Nov. 23: Taslima Nasreen has become a nowhere woman, hounded out of Bengal by the Left Front government that has refused to take her back.
Hopping through the day from one undisclosed location to another, the Bangladeshi author surfaced in Delhi tonight as a guest of the Rajasthan government.
By the time the extraordinary hide-and-seek game reached the heart of Delhi from a modest hotel in Jaipur, the “secular” Bengal government was squirming in embarrassment and its BJP-led Rajasthan counterpart was firing on all cylinders.
The Vasundhara Raje-headed Rajasthan government bluntly accused Bengal police of refusing to allow Taslima to return to Calcutta despite her desire to do so by a flight from Jaipur this morning.
“…Unlike what was done by Govt. of West Bengal, Govt. of Rajasthan decided to apprise West Bengal Police about the planned arrangements based entirely on the wishes expressed by Ms. Nasrin. The W.B. Police simply refused to countenance this idea,” the statement said.
Bengal police denied the communication. But a Calcutta police officer told The Telegraph: “There is no question of agreeing to let Taslima come back in the next few days. We have managed to bring the situation under control and we don’t want anything to upset that.”
He was referring to Wednesday’s explosion of violence demanding Taslima’s ouster. Such a categorical assertion could not have come without a green signal from the political leadership which tried to scotch suggestions that the state government had persuaded Taslima to leave.
The Throw-Taslima-Out plan was unwittingly spilled by CPM state secretary Biman Bose who, after a self-confessed tired day in office, said she should leave “if her presence causes disturbances”. Bose backtracked later but the damage had been done.
Pranab Mukherjee is now trying to douse the fire lit by Bose. The external affairs minister, in the absence of the Prime Minister who is in Kampala, today chaired a meeting of the cabinet committee on security where Taslima was discussed.
The Centre is expected to take over the custodianship of Taslima tomorrow.
Sources said Mukherjee spoke to Taslima and told her that the government would put her up in a safe house where she could stay for the next few days till the Calcutta atmosphere improved. The sources said Taslima had agreed to stay in the safe house for the next few days.
The author did get a taste of a safe house — a National Security Guard facility in Haryana’s Manesar. That was one of the places Taslima was taken today after she left the Jaipur hotel at 5.45am.
For around 17 hours, information on her whereabouts was blacked out to ensure that the convoy did not run into security hazards, fuelling feverish speculation and reports of countless — but unconfirmed — “sightings”.
The Rajasthan government decided to shift her after the location of the hotel became public knowledge and a minority outfit threatened to launch an agitation.
In the evening, the Rajasthan government issued the formal statement, saying it was “left with no alternative except to have Ms Nasrin as a guest… till such time” the Union home ministry took the final view.

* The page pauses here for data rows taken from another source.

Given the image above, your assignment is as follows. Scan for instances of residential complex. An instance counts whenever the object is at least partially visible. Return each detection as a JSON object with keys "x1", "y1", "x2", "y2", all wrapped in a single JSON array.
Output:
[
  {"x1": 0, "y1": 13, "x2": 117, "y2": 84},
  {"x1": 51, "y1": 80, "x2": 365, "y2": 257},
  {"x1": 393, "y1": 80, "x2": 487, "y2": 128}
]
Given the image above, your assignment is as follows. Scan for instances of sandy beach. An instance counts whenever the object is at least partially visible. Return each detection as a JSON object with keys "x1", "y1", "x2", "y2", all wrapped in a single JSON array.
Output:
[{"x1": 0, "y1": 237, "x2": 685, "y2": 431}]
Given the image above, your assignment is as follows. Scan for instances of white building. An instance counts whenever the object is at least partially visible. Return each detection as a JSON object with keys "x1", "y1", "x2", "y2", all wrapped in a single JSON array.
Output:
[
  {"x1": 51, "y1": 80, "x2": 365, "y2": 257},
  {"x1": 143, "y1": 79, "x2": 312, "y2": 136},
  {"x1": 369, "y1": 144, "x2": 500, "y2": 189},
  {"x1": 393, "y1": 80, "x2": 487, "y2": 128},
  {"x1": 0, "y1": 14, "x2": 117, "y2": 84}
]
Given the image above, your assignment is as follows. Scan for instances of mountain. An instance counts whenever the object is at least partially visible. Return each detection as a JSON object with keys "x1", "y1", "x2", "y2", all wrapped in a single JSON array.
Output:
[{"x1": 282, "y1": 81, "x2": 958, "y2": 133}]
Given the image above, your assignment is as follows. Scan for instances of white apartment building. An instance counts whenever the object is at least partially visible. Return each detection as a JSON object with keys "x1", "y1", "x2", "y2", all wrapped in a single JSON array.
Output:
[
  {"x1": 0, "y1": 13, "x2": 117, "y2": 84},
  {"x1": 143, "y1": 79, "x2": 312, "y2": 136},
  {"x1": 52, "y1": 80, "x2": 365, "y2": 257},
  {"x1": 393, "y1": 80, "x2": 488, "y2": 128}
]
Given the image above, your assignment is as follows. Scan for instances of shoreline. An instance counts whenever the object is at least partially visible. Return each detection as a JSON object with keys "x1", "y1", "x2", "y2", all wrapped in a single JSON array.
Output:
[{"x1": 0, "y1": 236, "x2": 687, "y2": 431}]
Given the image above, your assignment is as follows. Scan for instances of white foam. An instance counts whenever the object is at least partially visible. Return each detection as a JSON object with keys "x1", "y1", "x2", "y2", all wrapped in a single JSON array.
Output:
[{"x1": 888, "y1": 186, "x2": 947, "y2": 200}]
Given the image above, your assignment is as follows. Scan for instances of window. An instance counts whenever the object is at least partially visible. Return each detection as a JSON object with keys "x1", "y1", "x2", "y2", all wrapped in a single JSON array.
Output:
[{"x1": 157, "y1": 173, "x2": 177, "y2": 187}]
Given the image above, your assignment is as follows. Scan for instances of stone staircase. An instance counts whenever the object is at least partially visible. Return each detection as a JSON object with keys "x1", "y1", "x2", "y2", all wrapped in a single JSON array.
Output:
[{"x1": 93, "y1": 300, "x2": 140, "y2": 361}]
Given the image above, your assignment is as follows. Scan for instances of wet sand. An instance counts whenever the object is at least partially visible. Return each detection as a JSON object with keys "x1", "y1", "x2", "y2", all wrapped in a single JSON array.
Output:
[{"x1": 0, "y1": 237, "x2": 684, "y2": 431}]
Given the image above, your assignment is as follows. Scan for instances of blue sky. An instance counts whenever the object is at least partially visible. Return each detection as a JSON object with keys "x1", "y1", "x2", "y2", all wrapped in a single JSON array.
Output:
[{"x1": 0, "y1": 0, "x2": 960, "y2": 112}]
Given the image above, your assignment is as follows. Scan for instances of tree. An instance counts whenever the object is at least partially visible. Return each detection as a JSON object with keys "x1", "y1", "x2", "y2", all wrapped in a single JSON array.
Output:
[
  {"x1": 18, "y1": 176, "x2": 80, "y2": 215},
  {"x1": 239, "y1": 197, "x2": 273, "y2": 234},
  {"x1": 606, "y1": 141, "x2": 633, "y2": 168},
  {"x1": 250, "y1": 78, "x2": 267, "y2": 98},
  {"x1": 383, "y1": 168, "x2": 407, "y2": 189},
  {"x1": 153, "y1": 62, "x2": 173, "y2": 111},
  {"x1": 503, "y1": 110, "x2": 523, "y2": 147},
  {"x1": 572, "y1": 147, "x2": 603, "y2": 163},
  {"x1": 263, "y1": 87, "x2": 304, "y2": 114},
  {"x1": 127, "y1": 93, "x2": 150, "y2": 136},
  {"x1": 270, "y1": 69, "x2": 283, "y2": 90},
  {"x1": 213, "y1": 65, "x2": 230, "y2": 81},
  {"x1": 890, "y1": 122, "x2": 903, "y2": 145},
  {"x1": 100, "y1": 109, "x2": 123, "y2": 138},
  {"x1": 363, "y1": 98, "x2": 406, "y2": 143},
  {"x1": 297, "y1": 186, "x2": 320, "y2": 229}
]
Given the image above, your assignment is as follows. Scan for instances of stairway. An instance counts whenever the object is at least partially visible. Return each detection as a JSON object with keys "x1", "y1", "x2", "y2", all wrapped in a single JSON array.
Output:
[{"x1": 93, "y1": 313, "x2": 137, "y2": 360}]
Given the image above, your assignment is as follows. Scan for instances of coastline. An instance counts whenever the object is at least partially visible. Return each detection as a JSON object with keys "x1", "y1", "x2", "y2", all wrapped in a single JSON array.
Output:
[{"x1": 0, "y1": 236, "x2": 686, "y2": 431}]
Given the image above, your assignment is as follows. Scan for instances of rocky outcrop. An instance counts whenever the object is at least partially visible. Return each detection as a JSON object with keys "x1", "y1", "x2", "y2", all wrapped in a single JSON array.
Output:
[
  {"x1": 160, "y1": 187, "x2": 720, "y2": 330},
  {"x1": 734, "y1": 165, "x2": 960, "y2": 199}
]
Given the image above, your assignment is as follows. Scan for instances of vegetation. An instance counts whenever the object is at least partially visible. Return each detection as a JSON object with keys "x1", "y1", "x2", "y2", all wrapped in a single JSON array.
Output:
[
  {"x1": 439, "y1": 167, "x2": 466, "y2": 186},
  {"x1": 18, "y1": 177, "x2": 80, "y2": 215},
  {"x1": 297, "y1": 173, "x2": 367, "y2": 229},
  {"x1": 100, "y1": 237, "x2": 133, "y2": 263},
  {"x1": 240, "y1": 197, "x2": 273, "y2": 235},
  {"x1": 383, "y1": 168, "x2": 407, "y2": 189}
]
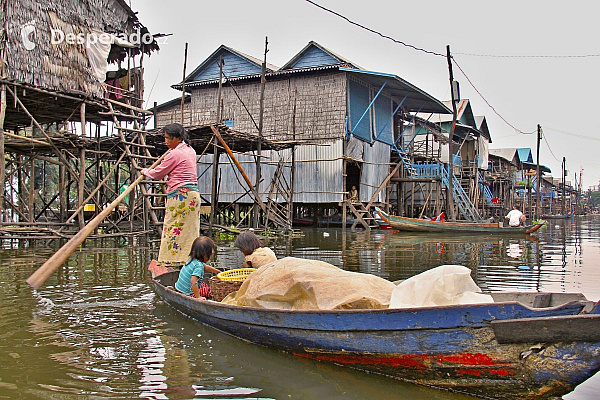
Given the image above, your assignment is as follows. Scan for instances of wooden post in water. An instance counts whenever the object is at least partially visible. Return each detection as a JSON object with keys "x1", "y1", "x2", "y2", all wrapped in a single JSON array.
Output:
[
  {"x1": 535, "y1": 124, "x2": 542, "y2": 220},
  {"x1": 446, "y1": 45, "x2": 457, "y2": 221},
  {"x1": 254, "y1": 37, "x2": 269, "y2": 228},
  {"x1": 27, "y1": 152, "x2": 167, "y2": 289}
]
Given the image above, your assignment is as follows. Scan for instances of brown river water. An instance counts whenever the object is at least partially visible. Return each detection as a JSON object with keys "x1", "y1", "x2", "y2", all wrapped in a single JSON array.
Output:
[{"x1": 0, "y1": 216, "x2": 600, "y2": 400}]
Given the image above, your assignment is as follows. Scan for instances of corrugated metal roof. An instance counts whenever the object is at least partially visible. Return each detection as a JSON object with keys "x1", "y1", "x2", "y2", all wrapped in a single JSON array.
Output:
[
  {"x1": 340, "y1": 67, "x2": 452, "y2": 114},
  {"x1": 280, "y1": 40, "x2": 363, "y2": 70},
  {"x1": 171, "y1": 65, "x2": 339, "y2": 91},
  {"x1": 489, "y1": 148, "x2": 517, "y2": 162}
]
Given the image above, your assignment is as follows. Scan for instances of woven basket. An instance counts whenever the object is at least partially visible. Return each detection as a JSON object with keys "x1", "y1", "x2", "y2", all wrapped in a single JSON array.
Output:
[
  {"x1": 217, "y1": 268, "x2": 256, "y2": 282},
  {"x1": 210, "y1": 268, "x2": 254, "y2": 301}
]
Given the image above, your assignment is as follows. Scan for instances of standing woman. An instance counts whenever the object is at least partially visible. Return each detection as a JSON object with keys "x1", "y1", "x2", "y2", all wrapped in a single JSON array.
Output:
[{"x1": 142, "y1": 124, "x2": 200, "y2": 267}]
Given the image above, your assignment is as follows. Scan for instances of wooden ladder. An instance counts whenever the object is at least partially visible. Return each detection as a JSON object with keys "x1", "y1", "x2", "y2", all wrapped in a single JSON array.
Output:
[
  {"x1": 107, "y1": 102, "x2": 162, "y2": 234},
  {"x1": 346, "y1": 200, "x2": 379, "y2": 230}
]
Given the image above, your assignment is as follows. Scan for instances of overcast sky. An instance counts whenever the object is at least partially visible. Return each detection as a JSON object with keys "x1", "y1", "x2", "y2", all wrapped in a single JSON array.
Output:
[{"x1": 130, "y1": 0, "x2": 600, "y2": 189}]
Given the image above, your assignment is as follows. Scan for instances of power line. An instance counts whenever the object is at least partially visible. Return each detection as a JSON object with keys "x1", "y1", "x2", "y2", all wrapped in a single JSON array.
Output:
[
  {"x1": 542, "y1": 135, "x2": 562, "y2": 162},
  {"x1": 547, "y1": 128, "x2": 600, "y2": 141},
  {"x1": 452, "y1": 57, "x2": 535, "y2": 135},
  {"x1": 454, "y1": 53, "x2": 600, "y2": 58},
  {"x1": 306, "y1": 0, "x2": 535, "y2": 134},
  {"x1": 306, "y1": 0, "x2": 446, "y2": 57}
]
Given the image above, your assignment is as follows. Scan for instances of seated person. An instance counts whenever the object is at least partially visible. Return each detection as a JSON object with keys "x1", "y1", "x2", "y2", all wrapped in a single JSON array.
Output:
[
  {"x1": 234, "y1": 231, "x2": 277, "y2": 268},
  {"x1": 175, "y1": 236, "x2": 221, "y2": 300},
  {"x1": 504, "y1": 206, "x2": 525, "y2": 227}
]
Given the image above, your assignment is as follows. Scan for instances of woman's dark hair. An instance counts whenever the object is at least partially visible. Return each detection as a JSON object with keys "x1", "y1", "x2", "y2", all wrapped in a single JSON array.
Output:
[
  {"x1": 161, "y1": 124, "x2": 190, "y2": 145},
  {"x1": 234, "y1": 231, "x2": 264, "y2": 254},
  {"x1": 190, "y1": 236, "x2": 215, "y2": 262}
]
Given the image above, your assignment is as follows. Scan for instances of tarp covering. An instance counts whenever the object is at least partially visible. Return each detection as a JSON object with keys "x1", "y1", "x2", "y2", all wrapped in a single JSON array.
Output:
[
  {"x1": 390, "y1": 265, "x2": 494, "y2": 308},
  {"x1": 222, "y1": 257, "x2": 395, "y2": 310}
]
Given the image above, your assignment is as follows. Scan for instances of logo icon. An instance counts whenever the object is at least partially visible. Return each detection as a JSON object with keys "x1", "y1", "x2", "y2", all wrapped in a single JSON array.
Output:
[{"x1": 21, "y1": 21, "x2": 36, "y2": 50}]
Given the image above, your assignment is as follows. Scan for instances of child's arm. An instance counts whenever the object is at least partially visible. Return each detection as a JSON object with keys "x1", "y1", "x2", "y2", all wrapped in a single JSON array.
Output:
[
  {"x1": 190, "y1": 275, "x2": 204, "y2": 299},
  {"x1": 204, "y1": 264, "x2": 222, "y2": 274}
]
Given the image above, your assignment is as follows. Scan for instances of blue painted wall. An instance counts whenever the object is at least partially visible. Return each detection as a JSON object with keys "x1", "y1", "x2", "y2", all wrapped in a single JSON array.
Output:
[
  {"x1": 348, "y1": 80, "x2": 394, "y2": 145},
  {"x1": 348, "y1": 81, "x2": 371, "y2": 142},
  {"x1": 373, "y1": 94, "x2": 394, "y2": 145}
]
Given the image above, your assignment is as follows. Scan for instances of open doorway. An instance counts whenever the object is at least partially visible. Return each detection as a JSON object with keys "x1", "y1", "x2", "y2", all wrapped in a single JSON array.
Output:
[{"x1": 346, "y1": 162, "x2": 361, "y2": 201}]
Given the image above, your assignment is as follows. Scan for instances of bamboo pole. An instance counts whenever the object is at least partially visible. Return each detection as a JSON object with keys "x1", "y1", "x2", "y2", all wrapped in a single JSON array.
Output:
[{"x1": 26, "y1": 153, "x2": 167, "y2": 289}]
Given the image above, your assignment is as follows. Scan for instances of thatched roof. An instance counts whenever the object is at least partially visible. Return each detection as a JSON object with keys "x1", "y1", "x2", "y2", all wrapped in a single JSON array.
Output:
[{"x1": 0, "y1": 0, "x2": 158, "y2": 98}]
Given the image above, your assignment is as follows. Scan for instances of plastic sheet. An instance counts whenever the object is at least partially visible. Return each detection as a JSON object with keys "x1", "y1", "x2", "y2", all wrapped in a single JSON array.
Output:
[
  {"x1": 222, "y1": 257, "x2": 395, "y2": 310},
  {"x1": 390, "y1": 265, "x2": 494, "y2": 308}
]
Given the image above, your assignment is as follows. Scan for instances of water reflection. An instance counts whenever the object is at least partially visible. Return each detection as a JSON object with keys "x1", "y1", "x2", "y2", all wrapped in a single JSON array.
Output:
[{"x1": 0, "y1": 217, "x2": 600, "y2": 400}]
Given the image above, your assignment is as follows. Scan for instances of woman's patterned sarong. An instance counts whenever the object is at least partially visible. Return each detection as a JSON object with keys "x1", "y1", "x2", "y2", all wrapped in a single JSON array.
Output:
[{"x1": 158, "y1": 186, "x2": 200, "y2": 267}]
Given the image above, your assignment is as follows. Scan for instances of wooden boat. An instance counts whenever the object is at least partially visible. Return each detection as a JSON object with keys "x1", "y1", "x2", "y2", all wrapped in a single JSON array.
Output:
[
  {"x1": 152, "y1": 271, "x2": 600, "y2": 399},
  {"x1": 373, "y1": 211, "x2": 394, "y2": 230},
  {"x1": 541, "y1": 211, "x2": 575, "y2": 219},
  {"x1": 375, "y1": 207, "x2": 545, "y2": 234}
]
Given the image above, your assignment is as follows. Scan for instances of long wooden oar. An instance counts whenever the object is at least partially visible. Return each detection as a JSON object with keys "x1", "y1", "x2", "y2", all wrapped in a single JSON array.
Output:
[{"x1": 26, "y1": 153, "x2": 167, "y2": 289}]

Sources in Delhi and Jaipur said Raje was “extremely unhappy” with the Bengal government which virtually “forced” the author on the Rajasthan government.
Raje feels that the manner in which the issue was handled “lacked courtesy” as there was no contact even at the level of the chief secretaries of the two governments.
So peeved was Raje that she called up Union home minister Shivraj Patil to convey her unhappiness. It was after this that Mukherjee took the matter up.
The Raje government said the police “roped in” an office-bearer of the Rajasthan Foundation to arrange accommodation in Jaipur. Sundeep Bhutoria, the person mentioned, has denied he had anything to do with the police but said he arranged the hotel accommodation. (See accompanying account)
Bengal officials conceded in private that the state government had once again “bungled” in virtually forcing Taslima to leave the city. They said that just the way Mukherjee was trying to arrange a safe house, the state government could have explored a similar option in Bengal that has several such facilities.
Deputy commissioner Vineet Goyal, tasked with monitoring Taslima’s movements in Calcutta, said he had spoken to her yesterday. Sources said Goyal had instructed Taslima to leave the city but he denied telling her so.